Return to pre-pandemic growth seen earlier than expected

Louise Maureen Simeon - The Philippine Star
Return to pre-pandemic growth seen earlier than expected
During the Philippine Economic briefing with foreign chambers of commerce on Friday, Socioeconomic Planning Secretary Karl Chua said prospects for the year remain encouraging, bolstering hopes of a return to pre-pandemic levels by early 2022.
Miguel De Guzman, file

MANILA, Philippines — The Philippine economy may return to pre-crisis levels earlier than expected as key economic sectors enjoy significant improvements following the continued easing of mobility restrictions.

During the Philippine Economic briefing with foreign chambers of commerce on Friday, Socioeconomic Planning Secretary Karl Chua said prospects for the year remain encouraging, bolstering hopes of a return to pre-pandemic levels by early 2022.

A few months ago, Chua said a return to pre-COVID levels may likely happen by end-2022 or early 2023.

In the past few weeks, key sectors are seeing significant progress and are beginning to recover toward their pre-pandemic levels, Chua said.

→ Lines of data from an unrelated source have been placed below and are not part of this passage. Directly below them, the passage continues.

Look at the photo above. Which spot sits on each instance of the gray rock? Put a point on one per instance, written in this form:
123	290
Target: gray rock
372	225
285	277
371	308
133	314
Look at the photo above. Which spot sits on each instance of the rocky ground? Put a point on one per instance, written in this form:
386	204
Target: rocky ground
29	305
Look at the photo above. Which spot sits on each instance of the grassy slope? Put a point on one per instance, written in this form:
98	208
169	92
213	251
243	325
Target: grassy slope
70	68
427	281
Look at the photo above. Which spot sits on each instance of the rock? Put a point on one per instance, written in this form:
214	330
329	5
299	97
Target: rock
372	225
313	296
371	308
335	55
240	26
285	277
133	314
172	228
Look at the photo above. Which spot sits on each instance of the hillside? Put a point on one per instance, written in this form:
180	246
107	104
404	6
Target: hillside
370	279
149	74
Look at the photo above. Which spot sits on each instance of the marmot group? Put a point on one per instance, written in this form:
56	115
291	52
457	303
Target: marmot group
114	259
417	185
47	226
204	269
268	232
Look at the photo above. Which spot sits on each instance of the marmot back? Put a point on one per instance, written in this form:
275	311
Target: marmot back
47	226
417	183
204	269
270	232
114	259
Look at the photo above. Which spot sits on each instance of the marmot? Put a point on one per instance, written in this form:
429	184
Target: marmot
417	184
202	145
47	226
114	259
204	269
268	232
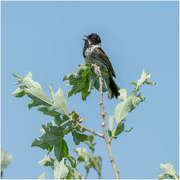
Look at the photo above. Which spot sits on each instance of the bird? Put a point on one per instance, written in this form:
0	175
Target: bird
93	54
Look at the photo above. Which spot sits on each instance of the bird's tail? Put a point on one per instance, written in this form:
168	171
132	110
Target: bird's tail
113	89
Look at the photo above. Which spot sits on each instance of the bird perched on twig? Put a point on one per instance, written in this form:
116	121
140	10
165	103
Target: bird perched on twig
93	54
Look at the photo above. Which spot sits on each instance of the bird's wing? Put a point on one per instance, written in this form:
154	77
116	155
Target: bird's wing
106	59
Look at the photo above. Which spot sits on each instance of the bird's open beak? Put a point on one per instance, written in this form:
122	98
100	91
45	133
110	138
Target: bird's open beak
84	38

“With further easing of restrictions and opening, we are likely to recover to our pre-pandemic nominal GDP (gross domestic product) level by early 2022,” he said.
Specifically, Chua said airlines, mall traffic and consumption are seeing progress.

After slumping to five percent of pre-COVID capacity in 2020, capacity has increased to 16 percent in September this year and 40 percent this month.

This is in line with the relaxation of the quarantine measures to Alert Level 2 in many parts of the country.

Visits to malls also improved from the lows of 24 percent of capacity in 2020 to 35 percent in October and further jumped to 63 percent in November.

Major malls are reporting a significant increase to 50 percent during weekdays and a high of 81 percent during weekends.

Chua said this is largely driven by families and children that are already allowed to go out under the current alert level.

Further, consumption in major fast food stores also spiked to 78 percent this month from the 35 percent in 2020 as more people work and children are allowed to go out with their families.

Chua maintained that returning to pre-pandemic levels will prevent long term scarring effects and productivity losses.

This year, GDP is seen growing four to five percent. Year-to-date GDP now stands at 4.9 percent.

“The trend shows that it is easy to reach or even exceed the five percent and with further relaxation, we are likely to reach our seven to nine percent next year,” Chua said.

He said attributed the recovery to the acceleration of the vaccination program, shift to Alert Level 1 by January, and the full use of the 2021 and 2022 budgets.

COVID cases have gone down from the peak of 26,000 to 1,000 daily and Chua attributed the decline to rapid vaccination, better risk management and the public’s cooperation.

“With everyone’s cooperation, we expect the holiday season to also go through without a major increase in COVID cases,” he said.

Meanwhile, ING Bank Manila senior economist Nicholas Mapa told reporters during the bank’s year-end economic briefing that the country’s GDP is likely to return to pre-pandemic growth level in the second half of next year.

“My expectation is Philippine GDP growth should be back to pre-pandemic levels somewhere between the third quarter and the fourth quarter of next year. So we have about a year to go before we get there,” Mapa said.

The Dutch financial giant sees the country’s GDP growth slowing down to 5.3 percent in the fourth quarter of this year.

Mapa said the country’s GDP is likely to average 5.1 percent this year

For 2022, ING sees the GDP expanding by 5.6 percent in the first quarter, four percent in the second, 5.7 percent in the third, and four percent in the fourth quarter.

ING sees the Bangko Sentral ng Pilipinas (BSP) turning hawkish by raising interest rates starting the second quarter of next year as the economic rebound continues to gain more traction.

The bank sees the Monetary Board hiking interest rates by 25 basis points in the second quarter and by another 25 basis points in the third quarter.

According to Mapa, average inflation may ease to 3.9 percent in the fourth quarter from 4.6 percent in the third quarter after returning to within the BSP’s two to four percent target as early as November.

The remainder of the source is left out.